The idea that ballooning deficits automatically necessitate a surge in long-end yields simply doesn’t hold. Sure, deficits can ignite inflation or lead to currency weakness, but those are different matters. They’re not linked to term premia unless real rates break out—and that’s not occurring yet. The bond market doesn’t react to tweets—it operates on structure, depth, and central bank effectiveness.
So what happens if the fiscal panic narrative collapses under its own weight?
The dollar would likely catch a bid. That’s the reflexive flip. If markets suddenly realize the fiscal premium was mispriced, and Treasuries don’t require a higher risk discount, long-end yields would compress, allowing the USD to regain some footing—not on strength, but on reversion. Additionally, with rate differentials still somewhat USD-favorable in the short term, especially if the Fed doesn’t pivot as quickly as the market anticipates, that creates a tactical squeeze.
It also means you start watching the long-end of the curve more closely—not just for direction, but for reflexivity. If 30s rally while inflation expectations stay muted, the dollar might firm even as rate cuts creep in. That’s not a contradiction—it’s a recalibration.
Bottom line: fiscal doomers have been shorting bonds for 40 years. They’ve lost carry, credibility, and countless P&L. What they’ve misunderstood is the difference between narrative risk and balance sheet reality. In a fiat system with central bank support, fiscal blowouts don’t blow up bond markets—they just create noise and mispricing.
So when the market wakes up to that? Don’t be surprised if the dollar trades like it just got its second wind—not because it deserves to, but because the fear that’s been weighing on it never had legs to begin with.
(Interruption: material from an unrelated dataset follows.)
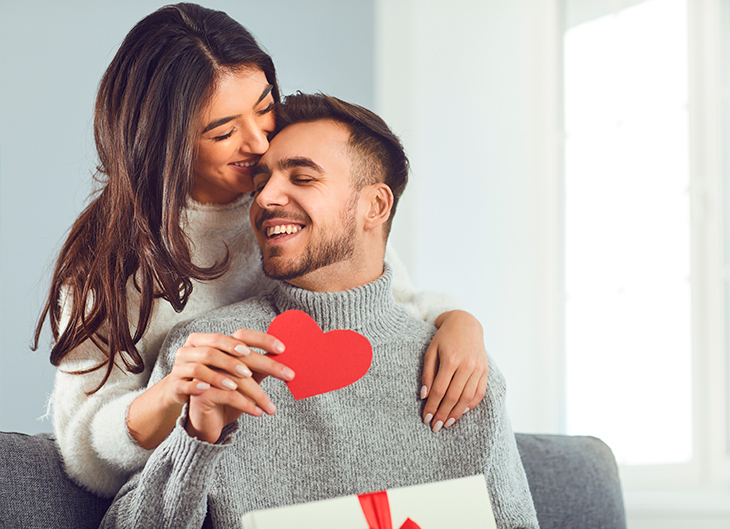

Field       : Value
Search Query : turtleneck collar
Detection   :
[274,263,395,332]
Alternate Universe Theory: The Tariff Inflation Hoax
Everyone’s racing to slap the "inflationary" label on Trump’s tariff revival like it’s 1979 all over again—but that’s lazy analysis, not market thinking. If you actually crack open the mechanics, this is more deflationary drag than reflationary risk. Tariffs don’t create sustained inflation—they’re just a one-time price pop, like a VAT hike. They push prices up once, then fade into the baseline.
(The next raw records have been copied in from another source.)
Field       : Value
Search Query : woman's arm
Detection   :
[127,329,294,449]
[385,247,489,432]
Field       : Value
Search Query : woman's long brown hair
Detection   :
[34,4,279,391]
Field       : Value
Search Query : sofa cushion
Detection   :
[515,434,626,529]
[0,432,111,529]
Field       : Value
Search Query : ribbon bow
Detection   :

This isn’t Econ 101. This is macro price calculus. Sustained inflation needs demand strength chasing limited supply. Tariffs are the opposite. They’re a tax on consumption, not a booster shot. They crimp margins, discourage imports, and ultimately hit the consumer in the wallet—demand down, not up. It’s fiscal tightening in disguise.
Just ask Japan. Three VAT hikes since the '90s sent CPI fluttering higher for a minute—then the economy folded and JGBs rallied. Why? Because those policy-induced jolts didn’t create real inflation—they created slack. Same here. The U.S. might see a near-term bond tantrum on the headlines, but if these tariffs land hard—especially on European goods and consumer-facing tech—margin compression and demand destruction will start bleeding into growth and expectations.
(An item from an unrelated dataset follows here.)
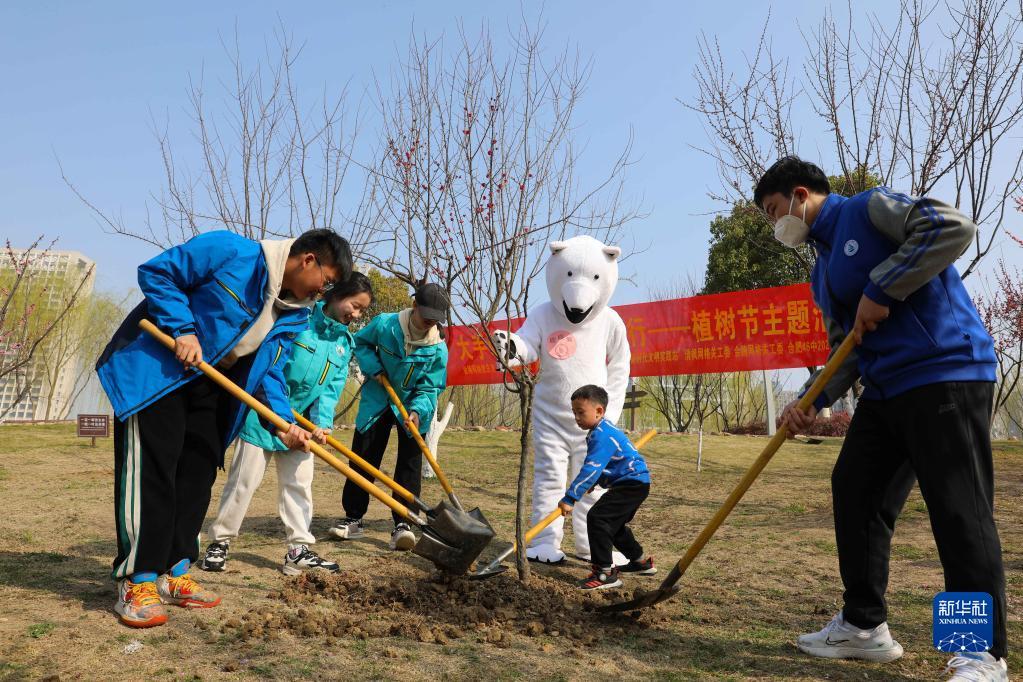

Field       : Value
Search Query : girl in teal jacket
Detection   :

This is still bad for the dollar, no two ways about it. Short- to medium-term, you’ve got slower growth, policy-induced demand destruction, and a market rethinking yield differentials in real time. Tariffs may not be the inflation bomb some fear, but they are a drag on margins and consumption—and that means lower terminal rate expectations and more dovish pressure, whether Powell wants to admit it or not.
The Fed should be easing here, not sitting on their hands watching the long end do all the tightening for them. Every basis point higher in 10s and 30s just tightens financial conditions and digs the hole deeper. Meanwhile, the curve is flattening, the dollar is losing friends globally, and capital is looking for a new home.
So yes, the inflation narrative is overplayed. But the dollar still takes the hit—not because inflation is running hot, but because growth is cooling faster than the Fed’s reaction function. That’s a recipe for dollar weakness, not strength. Watch the reflexivity in rates. And don’t assume the Fed can just sit this out while the world does the heavy lifting.